SENSİZİM
Sensizim, ben sensizken yeni uçmaya başlamış bir kuş gibiyim, boşlukta kanat çırpıyorum, sanki adını unuttum, aslında boşuna çabalıyorum çünkü daha umudunla mutluyum, uçamıyorum bir yanım sende yapamıyorum hep
sensizliğe çakılıyorum!
Sensizim, ben sensizken yolunu kaybetmiş biriyim Dolanıyorum belki seni bulurum ama hep yokuşları çıkıyorum, aslında yürüyorum sanki sana geliyorum ama
ben hep sensizlikte kayboluyorum!
Sensizim, ben sensizken anlamını yitirmiş bir cümle gibiyim, yazılıyorum belki seni anlatır kelimelerim ama hep sensizliği heceliyorum, aslında sorulara bürünüyorum, sanki seni yazıyorum ama ben hep sensizlikte noktalanıyorum!

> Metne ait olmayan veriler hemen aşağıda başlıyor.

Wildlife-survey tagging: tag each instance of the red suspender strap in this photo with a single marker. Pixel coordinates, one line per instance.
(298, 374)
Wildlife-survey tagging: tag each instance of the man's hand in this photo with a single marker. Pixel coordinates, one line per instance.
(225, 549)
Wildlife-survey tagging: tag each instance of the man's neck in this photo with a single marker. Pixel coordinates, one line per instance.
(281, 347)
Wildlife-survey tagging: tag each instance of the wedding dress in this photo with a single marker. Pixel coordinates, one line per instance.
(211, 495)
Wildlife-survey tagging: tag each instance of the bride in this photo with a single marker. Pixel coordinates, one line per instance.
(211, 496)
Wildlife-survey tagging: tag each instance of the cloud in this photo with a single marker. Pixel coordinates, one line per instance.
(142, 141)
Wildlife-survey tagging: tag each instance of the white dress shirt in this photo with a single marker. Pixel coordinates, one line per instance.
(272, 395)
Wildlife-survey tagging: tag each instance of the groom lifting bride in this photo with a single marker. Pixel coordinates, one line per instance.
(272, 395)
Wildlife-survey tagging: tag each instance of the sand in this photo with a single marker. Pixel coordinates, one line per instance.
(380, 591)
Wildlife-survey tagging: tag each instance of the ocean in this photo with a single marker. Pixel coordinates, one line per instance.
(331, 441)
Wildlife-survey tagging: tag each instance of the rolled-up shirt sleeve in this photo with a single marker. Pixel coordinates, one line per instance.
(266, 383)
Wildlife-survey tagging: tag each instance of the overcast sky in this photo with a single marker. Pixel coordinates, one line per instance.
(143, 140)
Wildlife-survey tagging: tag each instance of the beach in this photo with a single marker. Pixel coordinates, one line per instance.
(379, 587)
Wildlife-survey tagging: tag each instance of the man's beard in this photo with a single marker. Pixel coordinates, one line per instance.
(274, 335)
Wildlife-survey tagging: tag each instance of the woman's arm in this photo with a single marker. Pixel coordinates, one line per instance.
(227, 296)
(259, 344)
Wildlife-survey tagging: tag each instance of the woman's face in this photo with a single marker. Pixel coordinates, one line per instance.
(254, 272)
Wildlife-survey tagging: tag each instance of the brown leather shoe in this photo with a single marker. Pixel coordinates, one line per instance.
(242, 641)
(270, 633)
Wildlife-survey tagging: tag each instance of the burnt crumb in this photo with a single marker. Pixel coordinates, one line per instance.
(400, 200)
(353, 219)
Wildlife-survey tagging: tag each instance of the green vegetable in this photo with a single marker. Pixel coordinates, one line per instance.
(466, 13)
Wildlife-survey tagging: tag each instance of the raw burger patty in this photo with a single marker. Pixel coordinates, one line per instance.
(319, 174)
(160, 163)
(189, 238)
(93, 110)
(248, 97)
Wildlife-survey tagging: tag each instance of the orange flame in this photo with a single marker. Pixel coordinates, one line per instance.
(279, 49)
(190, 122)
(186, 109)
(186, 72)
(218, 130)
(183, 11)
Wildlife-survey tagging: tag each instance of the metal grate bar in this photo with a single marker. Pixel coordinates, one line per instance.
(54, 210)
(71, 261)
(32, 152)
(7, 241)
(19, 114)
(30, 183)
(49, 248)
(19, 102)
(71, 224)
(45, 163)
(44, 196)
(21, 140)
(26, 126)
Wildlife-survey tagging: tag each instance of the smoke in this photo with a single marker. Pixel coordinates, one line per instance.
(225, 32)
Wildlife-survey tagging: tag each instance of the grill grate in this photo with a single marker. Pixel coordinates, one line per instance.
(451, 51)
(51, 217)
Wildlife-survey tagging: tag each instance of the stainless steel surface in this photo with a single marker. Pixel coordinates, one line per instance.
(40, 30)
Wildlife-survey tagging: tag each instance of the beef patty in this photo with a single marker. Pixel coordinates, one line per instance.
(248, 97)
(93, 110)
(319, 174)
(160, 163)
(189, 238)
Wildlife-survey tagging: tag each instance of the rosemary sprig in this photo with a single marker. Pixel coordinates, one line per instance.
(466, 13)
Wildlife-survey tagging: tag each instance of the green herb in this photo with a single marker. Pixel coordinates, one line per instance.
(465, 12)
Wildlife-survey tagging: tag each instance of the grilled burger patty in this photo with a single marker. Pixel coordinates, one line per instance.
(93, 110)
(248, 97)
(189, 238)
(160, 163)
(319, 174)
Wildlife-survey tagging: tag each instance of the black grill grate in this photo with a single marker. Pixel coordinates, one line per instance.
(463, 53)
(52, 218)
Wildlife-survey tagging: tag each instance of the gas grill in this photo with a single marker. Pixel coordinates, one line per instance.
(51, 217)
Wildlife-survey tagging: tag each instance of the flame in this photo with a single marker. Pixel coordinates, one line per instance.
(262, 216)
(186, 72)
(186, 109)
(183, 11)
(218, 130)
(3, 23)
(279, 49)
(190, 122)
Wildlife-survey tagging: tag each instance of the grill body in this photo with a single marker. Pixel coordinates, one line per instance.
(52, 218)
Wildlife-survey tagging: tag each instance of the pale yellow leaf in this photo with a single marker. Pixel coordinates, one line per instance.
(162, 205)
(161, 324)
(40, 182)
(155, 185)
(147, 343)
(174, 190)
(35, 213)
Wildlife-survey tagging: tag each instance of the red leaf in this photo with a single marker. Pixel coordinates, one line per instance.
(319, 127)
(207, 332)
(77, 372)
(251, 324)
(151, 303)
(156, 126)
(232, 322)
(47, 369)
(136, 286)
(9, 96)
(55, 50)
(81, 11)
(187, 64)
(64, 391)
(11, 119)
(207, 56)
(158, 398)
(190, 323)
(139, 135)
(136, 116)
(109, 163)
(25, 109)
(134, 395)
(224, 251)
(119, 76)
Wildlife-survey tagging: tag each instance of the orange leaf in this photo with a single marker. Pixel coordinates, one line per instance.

Sensizim, ben sensizken fırtınaya tutulmuş bir gemi gibiyim, rotamda sen, ufkumda sen, sanki demir alıp sana yol alıyorum, ama sensizlik girdabından çıkamıyor sanki olduğum yerde dönüp duruyorum aslında ben hep sensizlikte dibe vuruyor sensizliğe batıyorum!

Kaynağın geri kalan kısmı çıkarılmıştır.